Although the October EMV fraud liability shift has already passed, only 6% of US merchants were set to meet the deadline, according to CLSA America’s Research. Many merchants feel that their bank/processor has not communicated with them regarding this issue, and are feeling overwhelmed, according to a recent article by Paymenteye.com
The main driver behind the EMV migration is to reduce card-related fraud. Almost 50% of the world’s credit card fraud happens here in the US, costing an estimated $8.6 billion per year. EMV stands for Europay, MasterCard and Visa, the companies that created the standard. It was first introduced in Europe in 1993, and while most of the world has been using chip cards for years, the US is the last major market still using magstripe-only cards. Watch "What is EMV?" video.
Unlike magnetic stripe cards with static data, EMV cards have a smart chip which dynamically creates unique transaction codes that cannot be used again, thereby reducing fraud.
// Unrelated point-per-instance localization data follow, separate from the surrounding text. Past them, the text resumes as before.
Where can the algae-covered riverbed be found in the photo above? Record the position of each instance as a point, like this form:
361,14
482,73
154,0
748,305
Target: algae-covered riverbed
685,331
Magstripe cards are “swiped” at the register, while EMV cards are inserted (“dipped”) into a terminal slot and remain there until the transaction is processed. Chip-enabled cards are more expensive to produce and take longer to process at the point-of-sale. On the other hand, they have a longer shelf life and can be flash updated, lowering their costs over time.
EMV cards come in two versions: chip-and-signature and chip-and-PIN. EMV compliant POS terminals cost $500-2,000 not including installation, software and other implementation expenses. Rollout of EMV represents a massive expense, considering over 1 billion credit/debit cards, over 10 million POS devices and 360,000 ATMs all have to be replaced or upgraded.